Шкафер, передававший этот разговор, даже покраснел от волнения, а Мамонтов только улыбнулся.
— Все правильно, только одно неверно: я остался у себя в кабинете, а он ушел, не знаю, как дурак или умный, но именно он ушел от меня рассерженный… Ну, поговорили, пора и за дело… У нас столько еще работы, а сезон вот-вот начнется…
Федора Шаляпина такие разговоры сначала забавляли, а потом стали раздражать. Уж слишком много времени теряли на эксперименты. Слишком торопились с постановками. Вот в этом сезоне у него три новые роли, и все по-своему трудные. Взять хотя бы Олоферна, 23 ноября — премьера «Юдифи», 25 ноября — премьера «Моцарта и Сальери», 7 декабря — премьера «Бориса Годунова»… Сколько нужно сил, чтобы все это подготовить… Репетиции следуют одна за другой. И какие все разные, эти роли, и по музыке, и по характерам… А главное, целые эпохи разделяют их… Олоферн… Еще год назад, в Париже, он начал готовить эту роль… Ах, Париж, Париж, каким забавным приключением одарил его Париж… До сих пор ему вспоминается маленькая пианистка, которая пришла к нему в его последнюю ночь пребывания в Париже…
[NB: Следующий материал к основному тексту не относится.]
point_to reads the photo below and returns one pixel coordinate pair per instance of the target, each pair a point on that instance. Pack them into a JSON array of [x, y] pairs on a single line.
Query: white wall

Шаляпин учился тогда у мадам Бертрами. Ему не нашлось комнаты в доме, поселился он на чердаке. И как он благодарен судьбе за это: там было чисто, хорошая кровать и полная независимость ото всех жильцов, он был абсолютно свободен. Все шло нормально, Бертрами хвалила его, обещала, что он будет петь хорошо, если будет слушаться ее наставлений… Но дело не в этом, он и без Бертрами понял, что будет петь хорошо…
И вообще все складывалось превосходно… В Дьепе по вечерам играл оркестр, выступали симпатичные певицы, веселые куплетисты… К тому же увлекла его игра в «железные лошадки»… Игрок по натуре, Шаляпин ставил и ставил на этих лошадок, пока не проиграл все деньги. Пришлось пожаловаться Савве Мамонтову, тот не замедлил побранить его, но денег дал, запретив, однако, играть в этих проклятых лошадок. Так и катилась его заграничная жизнь. Но он даже и не догадывался, что маленькая пианистка, которая так охотно аккомпанировала ему, влюбилась в него… А он предлагал вознаграждение ей за то, что она так любезно соглашалась помогать ему… Она попросила его научить ее ездить на велосипеде. Ему-то казалось, что он полностью вознаграждает ее за любезность, а ей просто хотелось подольше побыть с ним… Он научил ее ездить на велосипеде. Бегал с ней по площади Дьепа, показывал разные приемы езды. Зная всего лишь несколько слов по-французски, они объяснялись только жестами, междометиями, смехом… Как было весело с ней!.. Какой у нее легкий характер…
«Накануне отъезда в Россию я ушел на чердак рано, чтобы пораньше проснуться, — вспоминал позже Шаляпин те прекрасные дни. — И вдруг на рассвете я почувствовал сквозь сон, что меня кто-то целует — открыл глаза и увидел эту милую барышню. Не могу передать сложного чувства, которое вызвала она у меня своей великолепной лаской, — я был удивлен, и растроган почти до слез, и страшно рад… Мы с нею никогда не говорили и не могли говорить о любви, я не ухаживал за нею и не замечал с ее стороны никаких романтических намерений. Я даже не мог спросить ее, зачем она сделала это? Но я, конечно, понял, как много было в ее поступке чисто человеческой и женской ласки. Я никогда больше не встречал ее и уехал из Франции под странным впечатлением, и радостным, и грустным, как будто меня поцеловала какая-то новая жизнь».